Filed under: Arts — kcillini77 @ 7:52 pm

    This has been on my mind for a while, but I haven’t taken the time to sit down and type it out until today.  The same day my last article was published in the KC Star there was a blurb in the Faith section that stated “Two Fox network shows, ‘The Family Guy’ and ‘House’ consistently mock religion and people of faith, a study by the Parents Television Council says.”  My wife and I have become regular viewers of “House”, a drama about an abrasive doctor (Dr. House), who diagnoses and treats all kinds of mysterious illnesses.  I was somewhat taken aback at the statement, but resolved to pay attention as we watched both new episodes and some old ones we are catching up on via DVD.  I have done that, and I would like to rebut the statement made by the Parents Television Council.

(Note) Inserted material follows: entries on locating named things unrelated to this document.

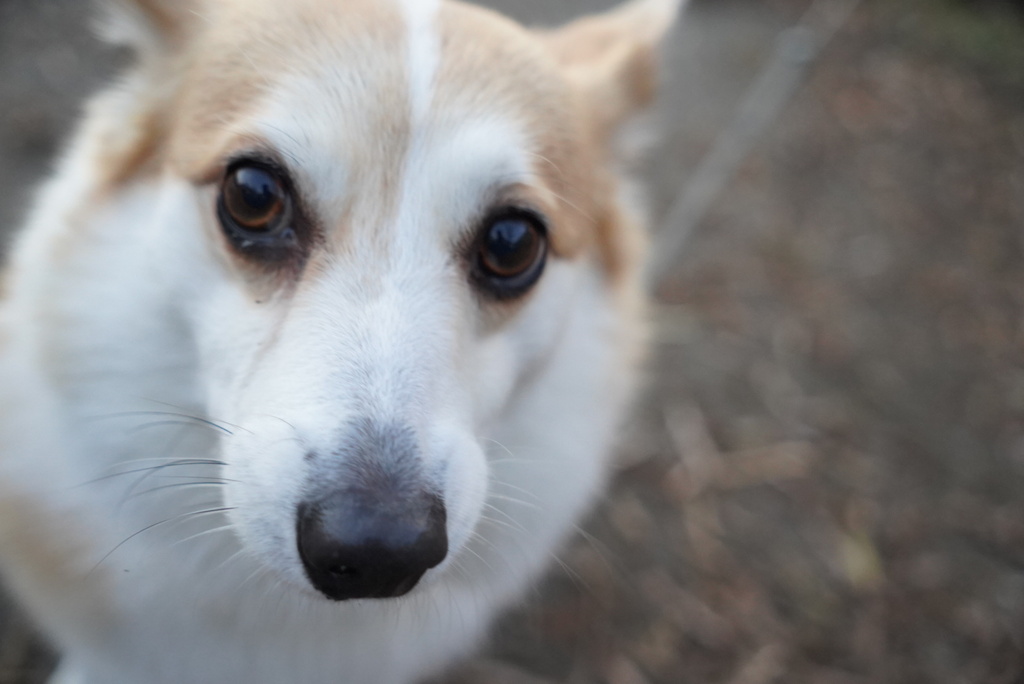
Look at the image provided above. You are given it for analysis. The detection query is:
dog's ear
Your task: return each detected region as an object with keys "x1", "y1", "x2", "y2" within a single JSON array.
[
  {"x1": 98, "y1": 0, "x2": 201, "y2": 62},
  {"x1": 545, "y1": 0, "x2": 687, "y2": 135}
]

Let me preface my comments by stating that, to be sure, there is content in the show that is certainly worth keeping children away from, and certain episodes require discretion by adults.  So I will allow that an organization for parents is well within its role to caution parents about the show in general.  But stating that it mocks religion and people of faith smacks of hypersensitivity by people who cannot tolerate opposing viewpoints on any issue.  The main character, to be sure, is a self avowed atheist.  He makes all kinds of snide comments about just about anyone who doesn’t believe as he does.  But he is presented as an extremely flawed character – as someone incapable of love or compassion.  Other characters, both patients and other doctors, are presented in neutral or favorable lights as they offer other viewpoints and show caring for people.   Some episodes present a contrast between his character and people who manage to care and love someone as unlovable as Dr. House.  The contrast between Dr. House and “real people” is the show’s crowning achievement.  Most of the time, I can see some of myself in both Dr. House and in the people he is compared to.  This is a very real presentation of the human condition.  We are all deeply flawed people, but (through Christ – here is where I must extrapolate what the show does not present) we are able to overcome our flaws and love.   The statement by the Parents Television Council seems to imply that we should not be a party to a show where disparaging comments are made about our faith.  But we live in a real world, and people disparage our faith every day.  If we turn off a television show when someone makes a comment we don’t agree with, we can feel self-righteous about our decision and think we are doing what Jesus would have done.  However, if we turn away from the people around us who are hostile to our faith, we are being decidedly un-Christlike.  Maybe instead of flipping to a more innocuous program when a question of faith is addressed, we could use the opportunity to think about how we would respond in our workplace to such a situation so that we can be prepared with an answer.

“House” is a show that prompts discussion between my wife and I about varied topics often including our beliefs and how we might better love other people.  I can’t think of more you could ask for in a television show.  It is certainly not mindless entertainment.  I think it is important as consumers of television and movies to make choices that teach us.  “House” does just that, if you will let it.